AutoCanada is warning that worker knowledge could have been uncovered in an August cyberattack claimed by the Hunters Worldwide ransomware gang.
Though the agency says it has detected no fraud campaigns concentrating on impacted people, it’s sending notifications to alert affected individuals of potential dangers.
In mid-August, the automobile dealership firm disclosed that it needed to take particular inside IT programs offline to include a cyberattack, resulting in operational disruptions.
Enterprise continued at AutoCanada’s 66 dealerships, however some customer support operations have been unavailable or impacted by delays.
Whereas the agency revealed no additional data or updates, the ransomware gang Hunters Worldwide claimed the assault with a publish on their extortion portal on September 17.
The menace actors revealed terabytes of knowledge allegedly stolen from AutoCanada, together with databases, NAS storage photographs, executives’ data, monetary paperwork, and HR knowledge.
In response to the issues about this knowledge leak, AutoCanada revealed an FAQ web page with extra details about the cyberattack that was uncovered throughout their investigation.
“Our investigation is ongoing, and encrypted server content material is being restored and analyzed as a part of our incident response,” mentions the FAQ web page.
“We’re presently working to find out the total scope of the information impacted by the incident, which can embrace private data collected within the context of your employment with AutoCanada,”
Whereas AutoCanada says that knowledge “could” have been uncovered, a security researcher advised BleepingComputer that the information leaked by the ransomware gang clearly accommodates worker knowledge.
The info that has been uncovered consists of:
- Full identify
- Handle
- Date of start
- Payroll data, together with salaries and bonuses
- Social insurance coverage quantity
- Checking account quantity used for direct deposits
- Scans of government-issued identification paperwork
- Any private paperwork saved on a piece laptop or drives tied to a piece laptop
These impacted will obtain a three-year free-of-charge id theft safety and credit score monitoring protection by means of Equifax, with the enrollment deadline set to January 31, 2025.
Furthermore, the corporate says that impacted programs have been remoted from the primary community, the encryption course of was disrupted, compromised accounts have been disabled, and all admin accounts had their passwords reset.
AutoCanada says that whereas it can’t give a 100% assure such a breach will not occur once more, it has taken measures to attenuate the possibilities.

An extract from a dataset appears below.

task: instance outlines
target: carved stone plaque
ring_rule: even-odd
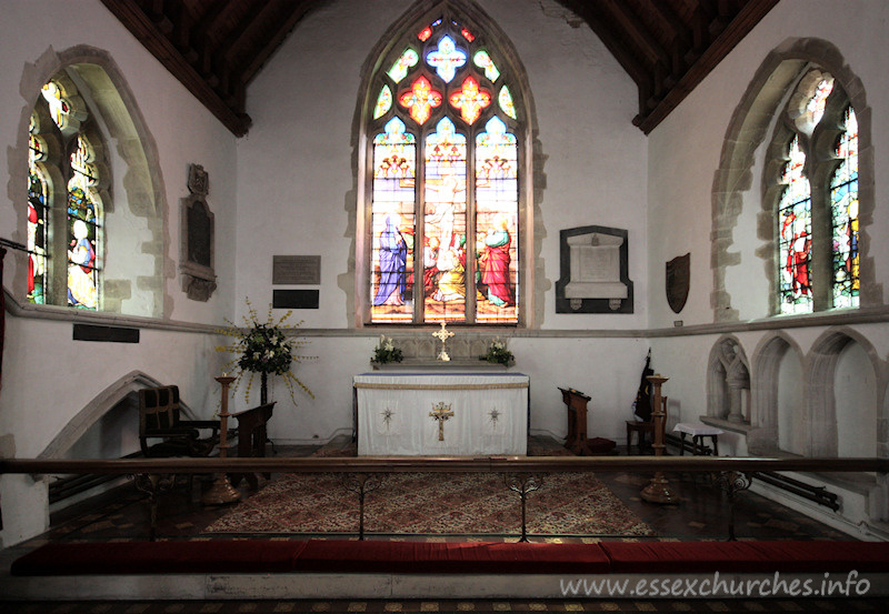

These measures embrace conducting thorough security audits, implementing menace detection and response programs, reevaluating security insurance policies, and organizing cybersecurity coaching for its staff.
The corporate says its enterprise and associated operations proceed with minimal disruption however supplied no estimates for full restoration.
In 2023, AutoCanada bought over 100,000 automobiles by means of its community, so if buyer knowledge is included within the compromised knowledge set, the incident could influence many individuals.
Nevertheless, there is no indication that Hunters Worldwide exfiltrated buyer knowledge.
BleepingComputer contacted AutoCanada to ask if they’ve any indication that buyer knowledge was breached, too, however we’re nonetheless ready for a remark.